As the National Aeronautics and Space Administration prepares to return to the moon with robotic rovers, researchers are working on ways to keep them rolling in the loose sands and slopes of the lunar surface. Similar techniques for avoiding getting stuck in sand traps could also help with rover missions to explore Mars.
Developers have built a new robot known as the “Mini Rover,” which has appendages that can be lifted and wheels that can wiggle. They have used the rover to test complex locomotion techniques to help it climb hills covered with granular material – and avoid the risk of getting ignominiously stuck on some remote planet or moon.

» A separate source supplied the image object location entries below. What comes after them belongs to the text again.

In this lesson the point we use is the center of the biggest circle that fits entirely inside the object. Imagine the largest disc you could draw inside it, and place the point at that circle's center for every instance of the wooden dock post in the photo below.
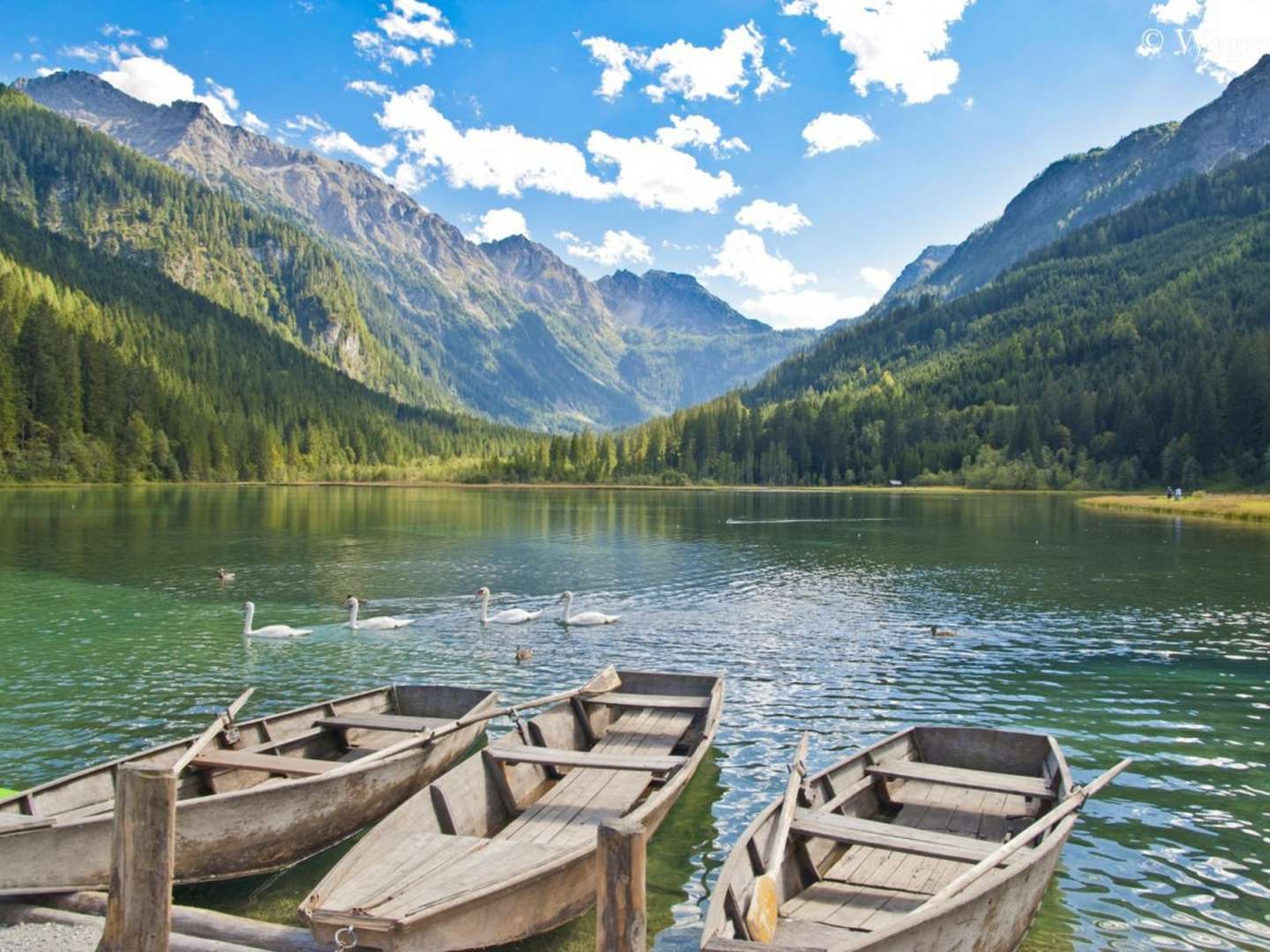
(621, 918)
(138, 909)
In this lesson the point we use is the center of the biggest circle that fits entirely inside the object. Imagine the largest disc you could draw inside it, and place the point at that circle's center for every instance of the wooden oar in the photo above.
(993, 859)
(601, 684)
(765, 899)
(222, 720)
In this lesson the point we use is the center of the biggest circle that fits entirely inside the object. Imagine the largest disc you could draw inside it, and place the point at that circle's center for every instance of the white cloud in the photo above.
(501, 158)
(692, 71)
(746, 259)
(657, 175)
(805, 309)
(153, 80)
(895, 43)
(407, 33)
(701, 132)
(1226, 37)
(343, 144)
(830, 132)
(649, 172)
(370, 88)
(499, 224)
(878, 279)
(762, 215)
(253, 122)
(616, 247)
(616, 58)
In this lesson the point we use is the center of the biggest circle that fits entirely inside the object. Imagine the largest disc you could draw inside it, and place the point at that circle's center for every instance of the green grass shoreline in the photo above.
(1246, 508)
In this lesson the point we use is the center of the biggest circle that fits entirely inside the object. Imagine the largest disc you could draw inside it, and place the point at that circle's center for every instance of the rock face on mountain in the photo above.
(667, 301)
(1080, 188)
(507, 328)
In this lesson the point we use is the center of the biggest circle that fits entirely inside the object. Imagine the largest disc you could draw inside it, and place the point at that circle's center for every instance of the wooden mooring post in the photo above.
(138, 909)
(621, 915)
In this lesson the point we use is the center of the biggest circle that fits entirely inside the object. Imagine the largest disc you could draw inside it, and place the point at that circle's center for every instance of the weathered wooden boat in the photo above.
(263, 795)
(503, 845)
(935, 839)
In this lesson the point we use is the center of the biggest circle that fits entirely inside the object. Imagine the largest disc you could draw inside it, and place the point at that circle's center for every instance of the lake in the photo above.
(1120, 635)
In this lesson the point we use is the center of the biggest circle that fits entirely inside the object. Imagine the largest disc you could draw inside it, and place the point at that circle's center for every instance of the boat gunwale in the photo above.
(680, 779)
(1054, 839)
(490, 697)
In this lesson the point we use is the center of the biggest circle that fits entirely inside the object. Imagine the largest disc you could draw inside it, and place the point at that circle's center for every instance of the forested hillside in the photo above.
(112, 371)
(1134, 352)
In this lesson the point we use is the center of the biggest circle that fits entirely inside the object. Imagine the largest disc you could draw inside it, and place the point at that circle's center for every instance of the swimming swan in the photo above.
(270, 631)
(586, 617)
(512, 616)
(384, 622)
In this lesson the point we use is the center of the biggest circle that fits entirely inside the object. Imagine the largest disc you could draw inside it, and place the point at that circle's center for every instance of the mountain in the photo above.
(1082, 188)
(667, 301)
(504, 329)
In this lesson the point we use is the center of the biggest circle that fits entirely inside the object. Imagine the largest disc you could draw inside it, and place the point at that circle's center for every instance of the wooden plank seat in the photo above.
(617, 698)
(602, 761)
(267, 763)
(961, 777)
(891, 837)
(381, 723)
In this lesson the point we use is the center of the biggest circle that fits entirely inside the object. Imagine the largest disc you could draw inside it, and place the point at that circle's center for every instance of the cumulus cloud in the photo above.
(370, 88)
(830, 132)
(746, 259)
(805, 309)
(499, 224)
(155, 80)
(649, 172)
(253, 122)
(762, 215)
(407, 33)
(692, 71)
(895, 43)
(1226, 37)
(616, 247)
(878, 279)
(343, 144)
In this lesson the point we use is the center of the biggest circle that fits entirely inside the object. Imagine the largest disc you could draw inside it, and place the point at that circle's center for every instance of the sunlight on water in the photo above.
(1122, 636)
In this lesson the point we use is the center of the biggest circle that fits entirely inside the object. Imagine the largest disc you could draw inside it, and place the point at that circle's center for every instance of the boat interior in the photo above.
(305, 741)
(877, 836)
(534, 796)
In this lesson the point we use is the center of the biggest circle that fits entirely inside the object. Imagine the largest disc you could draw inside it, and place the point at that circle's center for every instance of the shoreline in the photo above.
(1246, 508)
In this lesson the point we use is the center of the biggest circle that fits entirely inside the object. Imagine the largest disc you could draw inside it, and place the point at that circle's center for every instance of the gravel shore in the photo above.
(45, 937)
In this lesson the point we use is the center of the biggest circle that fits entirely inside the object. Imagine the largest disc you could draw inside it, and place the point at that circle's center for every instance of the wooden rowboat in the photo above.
(503, 845)
(288, 786)
(875, 841)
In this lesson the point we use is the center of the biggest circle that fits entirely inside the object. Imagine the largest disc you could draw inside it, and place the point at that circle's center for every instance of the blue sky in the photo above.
(889, 123)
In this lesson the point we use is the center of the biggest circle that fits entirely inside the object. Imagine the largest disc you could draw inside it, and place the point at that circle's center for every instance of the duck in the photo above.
(384, 622)
(270, 631)
(585, 617)
(511, 616)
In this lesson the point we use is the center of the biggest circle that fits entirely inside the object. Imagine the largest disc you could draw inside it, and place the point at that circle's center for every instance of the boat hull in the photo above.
(240, 833)
(528, 904)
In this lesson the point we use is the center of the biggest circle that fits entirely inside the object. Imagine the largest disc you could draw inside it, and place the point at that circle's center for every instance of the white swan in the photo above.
(586, 617)
(270, 631)
(512, 616)
(384, 622)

Rover motions based on terradynamics
Using a complex move the researchers dubbed “rear rotator pedaling,” the robot can climb a slope by using its unique design to combine paddling, walking, and wheel spinning motions. The rover’s behaviors were modeled using a branch of physics known as terradynamics.
“When loose materials flow, that can create problems for robots moving across it,” stated Dan Goldman, the Dunn Family Professor in the School of Physics at the Georgia Institute of Technology. “This rover has enough degrees of freedom that it can get out of jams pretty effectively. By avalanching materials from the front wheels, it creates a localized fluid hill for the back wheels that is not as steep as the real slope. The rover is always self-generating and self-organizing a good hill for itself.”
The research was reported on May 13 as the cover article in the journal Science Robotics. The work was supported by the NASA National Robotics Initiative and the Army Research Office.
A robot built by NASA’s Johnson Space Center pioneered the ability to spin its wheels, sweep the surface with those wheels and lift each of its wheeled appendages where necessary, creating a broad range of potential motions. Using in-house 3D printers, the Georgia Tech researchers collaborated with the Johnson Space Center to re-create those capabilities in a scaled-down vehicle with four wheeled appendages driven by 12 different motors.
Modular mechatronic architecture
“The rover was developed with a modular mechatronic architecture, commercially available components, and a minimal number of parts,” said Siddharth Shrivastava, an undergraduate student in Georgia Tech’s George W. Woodruff School of Mechanical Engineering. “This enabled our team to use our robot as a robust laboratory tool and focus our efforts on exploring creative and interesting experiments without worrying about damaging the rover, service downtime, or hitting performance limitations.”
The rover’s broad range of movements gave the research team an opportunity to test many variations that were studied using granular drag force measurements and modified Resistive Force Theory. Shrivastava and School of Physics Ph.D. candidate Andras Karsai began with the gaits explored by the NASA RP15 robot, and were able to experiment with locomotion schemes that could not have been tested on a full-size rover.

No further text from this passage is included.